辻村、作風や言葉の使い方も結構気に入っている。

( ̄∇ ̄)

2015年8月27日木曜日

家族シアター

辻村深月。

全7話の短編集。

姉と妹、姉と弟、母と娘、父と息子、祖父と孫娘、曾祖母とひ孫。

家族であっても分からないこと、家族だからこそ見えないもの。

辻村の感性が心にしみる作品。
(^^)

2014年11月2日日曜日

本日は大安なり

辻村深月。

ホテル・アールマティに勤務するウエディングプランナーの山井多香子は、自身の結婚式の準備中に破局し、前職を辞めた末にプランナーになったという異色の経歴を持っている。

11月22日の日曜日、何事においても全く良く、成功しないことはないとされる吉日の大安に予定された4組の結婚式。

一見幸せそうに見えるそれぞれの新郎新婦や親族、招待客は、様々な問題を抱えながら式に臨んでいた。

暗雲立ち込めるアールマティに突然火災報知器のベルが鳴り響く。

大安を象徴した結末に胸をなで下ろすことができるのだが、序盤からの雰囲気はそれを許さない。

莫大な金額を必要とする結婚式、通常では考えられないような一日の消え物への出費は、目に見えない縁起にこそ支払われるものだという多香子の思いが、老舗ホテルを救う。

テーマも登場人物も悪くない。
(^.^)

2012年2月28日火曜日

水底フェスタ

辻村深月。
「2012このミステリーがすごい!」で13位にランクイン。
閉鎖的な村に脈々と受け継がれる、ことなかれ主義。
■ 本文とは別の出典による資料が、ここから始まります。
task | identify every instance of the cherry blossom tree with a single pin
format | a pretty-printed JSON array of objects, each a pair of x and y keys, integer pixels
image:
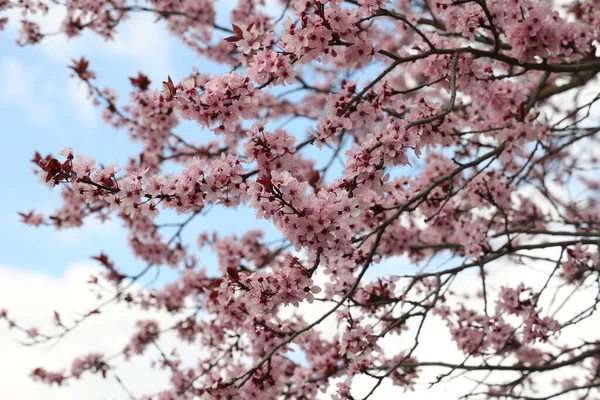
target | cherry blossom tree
[{"x": 459, "y": 136}]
平穏な村の大人が見せる残酷な一面に少年が決意したものは…
村の存続をかけた野外ロックフェスタは大成功のうちに10年目を迎えた。
フェスの晩、村長の息子は、中学卒業と同時に村を出て女優になった由貴美に出会い、歳上の女性に惹かれていく。
村への復讐のために戻ってきたという彼女に夢中になった少年は、村に隠された裏の実態を突き止める。
誰もが犠牲者になりうる閉鎖共同体を舞台に多感期の少年・少女を描き出す。